Section Overviews
Overview
This is where you will come if you want to either build a Tommelise or get information that be of use to you in making your own design ideas a reality. There is a lot of content that will eventually show up in here that I haven't managed to get written down yet. The good news is that I have finished building Tommelise and I have all of the systems running and for now there do not seem to be any major design errors in the Tommelise concept. Mind, getting Tommelise to make useful things is still likely to take a long time.
What that means is that I am feeling pretty confident of the basic design concept and detailing of Tommelise. I already know that there are a lot of things that could be improved. Fortunately for you I am not a perfectionist. If it gets near to doing what I want, I will be very happy indeed.
Do keep in mind that the latest stuff that I'm doing is always posted in the blogs. I will often post an extensive blog entry that is really a first draft of what turns into a documentation section.
CAD
If you are going to design something for a 3D printer to make you need a 3D CAD package of some sort. I have used and endorse, after a fashion, the Art of Illusion 3D modeling software. It is pretty easy to use, especially if you have no prior experience with such software. It is also free and easy to install.
Positioning System
There is nothing in this section at the moment. The positioning system of Tommelise is the wooden gantry structure that you can see in the Gallery pictures.
Tommelise positions the work surface on which it builds objects via threaded rods of the sort that you can buy in any good hardware store. I turn these threaded rods with small, cheap plastic gearboxed gearmotors. This rotational motion is turned into pretty accurate linear motion by the simple expedient of screwing a coupling nut onto the rod and then securing that to the working surface that you want to move. In practice, it is a little more complicated than that, but not much.
I use three of these gearmotor/threaded rod/coupling nut assemblies to provide accurate positioning in the x, y and z (vertical) directions.
Extruder
The thing that makes Tommelise possible is the Mk 2 Extruder developed by Dr. Adrian Bowyer of the RepRap Project of which I am a member. While I like to think that I've made improvements to the Mk 2 I had something very good to improve on, a situation that would have been impossible without Dr. Bowyer's design genius.
The Mk 2 uses a technique called Fused Deposition Modelling (FDM) developed under NASA contract during the 1980's. A good way to think of how it works is to think of a cake decorating syringe full of icing. With such a syringe a chef can create icing fantasies on a cake. With the Mk 2 you can make your own fantasies real in any of a variety of plastics.
The Mk 2 functionally works a bit like a hot glue gun. A hot glue gun uses a cylindrical slug of plastic which the trigger forces into a heated cylinder. The heated cylinder melts the plastic which is then extruded from the end of the glue gun.
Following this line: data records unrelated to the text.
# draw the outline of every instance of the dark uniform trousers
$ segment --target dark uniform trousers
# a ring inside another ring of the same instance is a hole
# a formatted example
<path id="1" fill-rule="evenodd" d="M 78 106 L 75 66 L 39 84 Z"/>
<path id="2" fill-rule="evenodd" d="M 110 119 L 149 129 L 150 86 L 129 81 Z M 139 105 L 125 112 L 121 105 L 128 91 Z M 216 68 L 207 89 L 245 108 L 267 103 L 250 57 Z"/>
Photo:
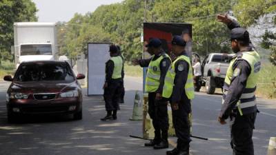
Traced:
<path id="1" fill-rule="evenodd" d="M 120 92 L 121 92 L 120 101 L 124 101 L 124 97 L 125 97 L 125 87 L 124 87 L 124 80 L 122 80 L 122 81 L 121 81 Z"/>
<path id="2" fill-rule="evenodd" d="M 121 80 L 112 79 L 104 89 L 103 99 L 106 111 L 119 110 L 119 101 L 121 95 Z"/>
<path id="3" fill-rule="evenodd" d="M 181 151 L 188 150 L 190 147 L 190 133 L 188 115 L 191 112 L 190 100 L 188 98 L 178 103 L 178 110 L 173 110 L 172 123 L 177 138 L 177 149 Z"/>
<path id="4" fill-rule="evenodd" d="M 168 101 L 164 99 L 157 101 L 156 93 L 148 93 L 148 114 L 152 120 L 155 128 L 155 141 L 168 140 Z"/>
<path id="5" fill-rule="evenodd" d="M 230 123 L 231 142 L 233 155 L 254 155 L 252 136 L 257 112 L 239 115 L 237 110 Z"/>

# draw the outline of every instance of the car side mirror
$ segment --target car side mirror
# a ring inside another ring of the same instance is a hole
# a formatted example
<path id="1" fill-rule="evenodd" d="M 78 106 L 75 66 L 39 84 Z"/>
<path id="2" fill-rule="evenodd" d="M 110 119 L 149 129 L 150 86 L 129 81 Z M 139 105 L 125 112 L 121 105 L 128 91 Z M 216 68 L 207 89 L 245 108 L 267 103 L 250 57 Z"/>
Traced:
<path id="1" fill-rule="evenodd" d="M 83 75 L 83 74 L 78 74 L 77 76 L 77 80 L 83 79 L 84 78 L 86 78 L 86 76 Z"/>
<path id="2" fill-rule="evenodd" d="M 12 76 L 10 75 L 6 75 L 4 76 L 4 81 L 12 81 L 13 79 L 12 78 Z"/>

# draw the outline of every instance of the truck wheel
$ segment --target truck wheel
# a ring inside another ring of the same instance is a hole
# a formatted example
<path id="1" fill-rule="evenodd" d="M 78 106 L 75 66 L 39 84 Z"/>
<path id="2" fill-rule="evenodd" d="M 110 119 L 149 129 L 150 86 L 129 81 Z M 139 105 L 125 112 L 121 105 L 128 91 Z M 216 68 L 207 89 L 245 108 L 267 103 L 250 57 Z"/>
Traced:
<path id="1" fill-rule="evenodd" d="M 74 114 L 73 117 L 74 117 L 74 120 L 81 120 L 81 119 L 82 119 L 82 110 Z"/>
<path id="2" fill-rule="evenodd" d="M 206 87 L 206 93 L 208 94 L 213 94 L 215 93 L 215 79 L 212 76 L 208 76 L 206 79 L 206 83 L 205 87 Z"/>

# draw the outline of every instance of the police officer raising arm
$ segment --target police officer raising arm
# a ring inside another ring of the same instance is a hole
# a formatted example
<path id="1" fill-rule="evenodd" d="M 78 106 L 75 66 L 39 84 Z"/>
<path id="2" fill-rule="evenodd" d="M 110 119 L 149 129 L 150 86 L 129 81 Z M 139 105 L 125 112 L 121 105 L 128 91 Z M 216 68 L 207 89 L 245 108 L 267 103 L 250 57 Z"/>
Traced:
<path id="1" fill-rule="evenodd" d="M 227 17 L 217 17 L 228 27 L 233 24 Z M 257 112 L 255 92 L 261 63 L 258 53 L 250 45 L 248 32 L 239 27 L 231 29 L 231 45 L 236 54 L 227 70 L 218 121 L 224 125 L 230 118 L 233 154 L 253 155 L 252 136 Z"/>
<path id="2" fill-rule="evenodd" d="M 152 58 L 132 61 L 135 65 L 148 67 L 145 91 L 148 92 L 148 114 L 152 119 L 155 138 L 153 141 L 145 143 L 145 146 L 153 147 L 155 149 L 168 148 L 168 107 L 167 101 L 162 99 L 161 94 L 165 76 L 171 61 L 169 56 L 162 50 L 159 39 L 151 39 L 146 47 Z"/>
<path id="3" fill-rule="evenodd" d="M 190 100 L 194 98 L 192 66 L 185 52 L 186 42 L 180 36 L 172 41 L 172 50 L 177 56 L 165 78 L 162 96 L 169 99 L 172 110 L 172 123 L 175 129 L 177 146 L 167 155 L 188 155 L 190 133 L 188 114 L 191 112 Z"/>

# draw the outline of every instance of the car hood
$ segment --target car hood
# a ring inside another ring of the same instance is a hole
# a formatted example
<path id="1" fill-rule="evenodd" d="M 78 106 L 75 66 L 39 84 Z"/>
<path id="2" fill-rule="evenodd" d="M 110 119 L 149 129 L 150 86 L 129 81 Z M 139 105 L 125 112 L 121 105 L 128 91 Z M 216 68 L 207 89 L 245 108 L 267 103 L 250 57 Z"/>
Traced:
<path id="1" fill-rule="evenodd" d="M 56 93 L 64 90 L 75 90 L 76 81 L 65 83 L 61 81 L 13 82 L 10 86 L 10 92 L 25 93 Z"/>

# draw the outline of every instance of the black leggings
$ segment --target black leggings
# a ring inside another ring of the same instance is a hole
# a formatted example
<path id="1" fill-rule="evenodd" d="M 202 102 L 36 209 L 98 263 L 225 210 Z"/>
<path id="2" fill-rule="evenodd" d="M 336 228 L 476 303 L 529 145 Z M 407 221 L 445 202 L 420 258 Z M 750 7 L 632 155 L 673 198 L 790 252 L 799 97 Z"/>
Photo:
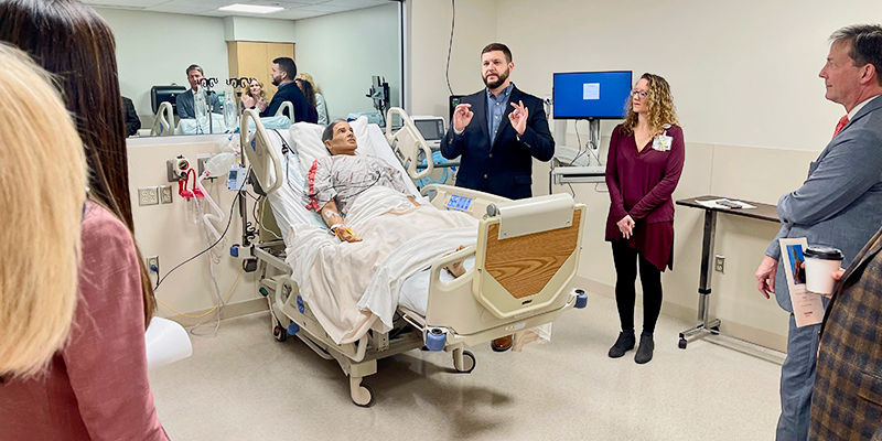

The Mk 2 works in a very similar manner. Instead of a hand-powered trigger a gear motor pushes a filament of plastic into the Mk 2's heated extruder barrel. The thrust of the filament being forced into the barrel pressurises the molten plastic which then emerges from an 0.5 mm orifice at the end of the barrel. The plastic swells on leaving the extruder barrel to 0.8 mm. That molten thread is what you make objects with.
The positioning system takes the function of the chef and moves the Mk 2 around in three dimensional space to make your design ideas real.
Power
Tommelise uses 12 volt direct current power, about 40-45 watts of it. It uses 12 volt direct current mostly because it is very hard to hurt yourself with 12 volts. I want children to be able to use Tommelise safely.
Controls
Tommelise is controlled by a software application running on your PC which communicates with a small microprocessor-driven controller board. I have made a point of making the controller board design very simple and keep the complexity of the system in the software, which is called firmware in such controller boards.
Tommelise is a Wintel application written in Visual Studio .NET 2005's Visual Basic language. unless you want to write a Linux compatable software app in something like Java or Python. If I get enough interest and demand I will use a code translator to do that for you since there are a number of good.
The controller board firmware was written in the Oshonsoft IDE and used their BASIC compiler for the Microchip PIC 18 family of microcontrollers.
I will be posting schematics and tips on how to make up this board as well as source and hex code for programming it.
Tools
I've recently created a stripboard design app for people needing such a facility.
Parts
I typically give a parts price for Tommelise of $150-175. There are a few things to remember. The parts price does not include the cost of the hand tools that you need to build it. You can easily spend several hundred dollars on those alone if you are not careful. If, however, you already have a modest workshop set up to do basic woodwork and electronics soldering you are probably pretty much good to go.
As well, the biggest mistake that you can make, I certainly did it at first, is to shop around looking for the absolute best price that you can find for each component. The problem with that strategy is that it ignores the cold, hard fact that in many cases you will be paying as much or more for shipping the components as you will for the components themselves. This shipping surcharge goes down as you order more and more parts at once from a single vendor. Thus it is best to look at the price of a market basket of components rather than individual prices.